Particularidades de los apellidos italianos

Muchos apellidos italianos son típicos de una región.

No existen reglas que permitan asociar un apellido con una región determinada, pero las lenguas locales habladas en cada pequeña zona geográfica, la geografía y las costumbres y modos de vida locales, favorecieron el desarrollo de apellidos típicos de ciertas zonas.

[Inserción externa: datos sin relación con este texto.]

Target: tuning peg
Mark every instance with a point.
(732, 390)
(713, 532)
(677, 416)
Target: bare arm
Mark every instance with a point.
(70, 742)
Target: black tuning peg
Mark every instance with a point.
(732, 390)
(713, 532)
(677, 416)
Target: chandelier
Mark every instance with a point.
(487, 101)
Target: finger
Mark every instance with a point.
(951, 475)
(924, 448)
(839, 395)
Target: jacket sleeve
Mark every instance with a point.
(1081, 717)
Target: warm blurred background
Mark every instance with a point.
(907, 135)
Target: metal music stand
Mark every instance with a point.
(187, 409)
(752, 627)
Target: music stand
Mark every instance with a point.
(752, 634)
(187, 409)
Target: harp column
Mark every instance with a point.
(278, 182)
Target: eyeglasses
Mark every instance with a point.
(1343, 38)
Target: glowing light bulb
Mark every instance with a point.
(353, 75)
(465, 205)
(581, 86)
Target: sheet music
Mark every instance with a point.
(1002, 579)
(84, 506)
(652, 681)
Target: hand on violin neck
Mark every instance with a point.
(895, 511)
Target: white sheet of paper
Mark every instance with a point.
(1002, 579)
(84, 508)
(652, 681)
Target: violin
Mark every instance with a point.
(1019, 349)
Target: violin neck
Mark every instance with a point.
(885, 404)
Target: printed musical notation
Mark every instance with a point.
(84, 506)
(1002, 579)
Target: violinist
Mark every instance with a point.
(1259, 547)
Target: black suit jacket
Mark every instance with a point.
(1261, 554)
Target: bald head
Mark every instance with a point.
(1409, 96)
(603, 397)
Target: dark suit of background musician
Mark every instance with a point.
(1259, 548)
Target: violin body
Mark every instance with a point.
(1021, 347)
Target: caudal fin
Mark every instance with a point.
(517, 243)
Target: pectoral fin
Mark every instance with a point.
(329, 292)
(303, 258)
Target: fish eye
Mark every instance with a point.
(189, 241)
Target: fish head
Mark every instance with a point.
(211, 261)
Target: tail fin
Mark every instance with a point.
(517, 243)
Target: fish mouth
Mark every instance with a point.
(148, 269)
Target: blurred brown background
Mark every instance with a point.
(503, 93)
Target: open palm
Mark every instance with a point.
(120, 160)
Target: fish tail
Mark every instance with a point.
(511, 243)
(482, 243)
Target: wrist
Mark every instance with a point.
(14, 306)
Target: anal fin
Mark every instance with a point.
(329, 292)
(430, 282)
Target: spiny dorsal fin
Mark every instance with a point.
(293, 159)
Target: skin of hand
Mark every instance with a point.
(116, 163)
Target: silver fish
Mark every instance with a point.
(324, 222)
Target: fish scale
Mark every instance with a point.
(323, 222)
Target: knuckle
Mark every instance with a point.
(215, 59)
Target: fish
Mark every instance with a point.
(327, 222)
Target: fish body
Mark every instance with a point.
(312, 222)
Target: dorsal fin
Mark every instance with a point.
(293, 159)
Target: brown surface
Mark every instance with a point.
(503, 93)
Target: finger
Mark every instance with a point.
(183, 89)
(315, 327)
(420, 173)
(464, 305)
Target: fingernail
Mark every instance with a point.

Esto no debe interpretarse como una norma, pero un investigador experimentado, luego de haber pasado horas examinado registros históricos puede aproximar un lugar de origen al escuchar un apellido.

Apellidos frecuentes según la región

En Sicilia y en Friuli-Venecia Giulia el tipo toponímico-étnico es más frecuente que en otras regiones.
En la Lombardía también prevalecen los toponímicos, pero sobre todo aquellos del tercer tipo, es decir aquellos apellidos que refieren a características geográficas del lugar donde habitaban nuestros antepasados.
En la Emilia Romagna ocupan los primeros lugares los  apellidos derivados de nombres de profesiones.
En la Toscana, abundan los patronímicos, en forma recortada, dando lugar a apellidos mono y bisilábicos Baldi, Berti, Bin, Azzi, Benzi, Betti, Cecchi, Cioni, Fei, Fini, Galli, Ghini, Gianni, Gilli, Mari, Masi, Naldi, Nardi, Nesti, Paoli, Ricchi, Righi, Tani, Zilli.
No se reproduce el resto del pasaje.